被称作“第一公子”的男子喝道:“好个‘降龙伏魔杵’,内力气势比少林正宗‘无’字辈大师,甚犹有过之!”
拳,刚坚依旧。
锅,却也丝毫无损。
“第一公子”犹自摇头晃脑道:“天寒秋萧一猛拳,不如突来一品锅。”
肥胖男怒瞪身边黝黑精壮男子:“妈你个八子,死炭头,管啥闲事?!”
“没什么,”黝黑精壮男子道:“只是天气确实正得很,我在一旁冷得要死,听你跟一爷的风凉话,就是不爽,所以也不想你杀那小子!”

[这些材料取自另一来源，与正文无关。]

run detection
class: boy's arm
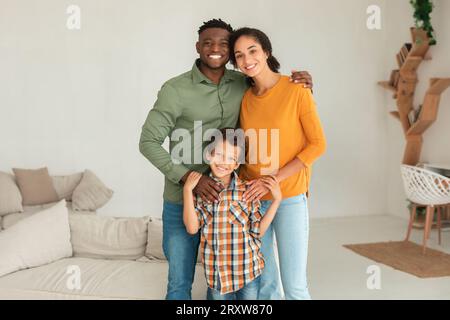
[183,189,200,234]
[250,200,281,238]
[259,200,281,237]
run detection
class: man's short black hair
[198,19,233,35]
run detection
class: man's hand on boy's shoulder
[181,171,223,202]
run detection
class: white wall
[382,0,450,219]
[0,0,390,217]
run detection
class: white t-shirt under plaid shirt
[195,172,264,294]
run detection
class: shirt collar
[192,59,234,85]
[209,171,246,191]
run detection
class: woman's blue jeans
[259,194,311,300]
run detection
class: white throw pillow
[72,170,113,211]
[145,217,202,263]
[69,214,148,260]
[0,200,72,276]
[0,172,23,216]
[51,172,83,201]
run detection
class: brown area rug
[344,241,450,278]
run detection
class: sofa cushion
[72,170,113,211]
[1,201,96,229]
[0,200,72,276]
[145,217,202,263]
[0,171,23,216]
[0,258,207,299]
[69,214,148,260]
[51,172,83,201]
[13,168,59,205]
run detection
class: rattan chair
[401,165,450,253]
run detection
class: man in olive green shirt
[139,19,312,299]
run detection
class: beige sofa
[0,213,206,299]
[0,171,207,299]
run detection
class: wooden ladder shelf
[378,28,450,165]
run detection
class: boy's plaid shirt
[195,172,264,294]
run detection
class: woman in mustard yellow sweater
[230,28,326,300]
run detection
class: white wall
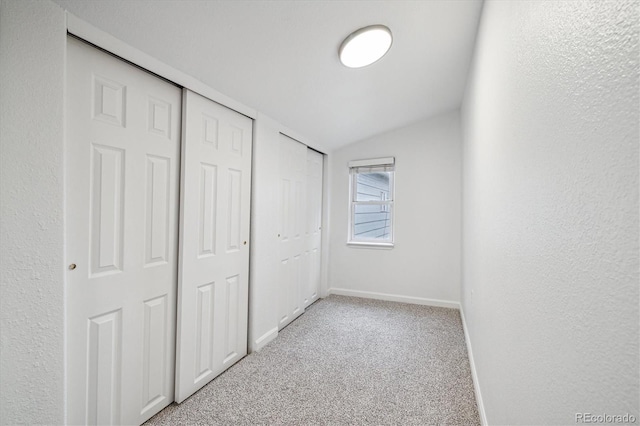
[329,111,461,307]
[0,0,66,424]
[462,0,640,425]
[0,0,328,424]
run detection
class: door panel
[176,90,252,402]
[304,149,324,307]
[65,38,181,424]
[278,134,307,329]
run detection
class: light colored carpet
[147,296,480,425]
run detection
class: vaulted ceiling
[54,0,482,149]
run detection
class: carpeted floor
[147,296,480,425]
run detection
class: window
[348,157,395,246]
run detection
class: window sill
[347,241,394,250]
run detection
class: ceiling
[53,0,482,149]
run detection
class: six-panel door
[176,89,252,402]
[65,38,181,424]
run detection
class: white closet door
[278,134,309,329]
[304,148,324,308]
[176,90,253,402]
[65,38,181,424]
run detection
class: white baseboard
[253,327,278,351]
[460,307,489,426]
[328,288,460,309]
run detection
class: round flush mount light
[338,25,393,68]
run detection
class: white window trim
[347,157,396,249]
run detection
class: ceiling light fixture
[338,25,393,68]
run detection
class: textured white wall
[0,0,66,424]
[462,0,640,425]
[329,111,462,304]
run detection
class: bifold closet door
[303,148,324,308]
[278,134,308,329]
[176,89,253,403]
[65,38,181,425]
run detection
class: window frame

肥胖男哼哼反笑道:“别以为你有饕餮公撑腰,我就会怕了你!炭头!”
被叫做炭头的男子反唇相讥:“岂敢岂敢,女菩萨座下首席萝卜,我还惹不起。”
肥胖男口气阴森道:“是罗汉!”
黝黑肤色的男子语气也不善:“圆胖白嫩鸡窝头,好笑的是,爷您的头发还是绿色的,您自个儿瞧瞧,跟我手上这只萝卜有啥不同?”
没人看清楚男子如何出手,但手上的确赫然一个白嫩肥饱的白萝卜。
第一公子微微一笑,道:“两位给我小弟一点面子,你们一个在饕餮公座下负责火工,‘火工大厨’名汇,宫中谁人不晓?一个是女菩萨底下万色楼三当家,‘金虹状元’也是鼎鼎大名,在下都佩服的紧,以和为贵阿。”
‘火工大厨’宋火、‘金虹状元’秋易,听了话脸色缓和许多。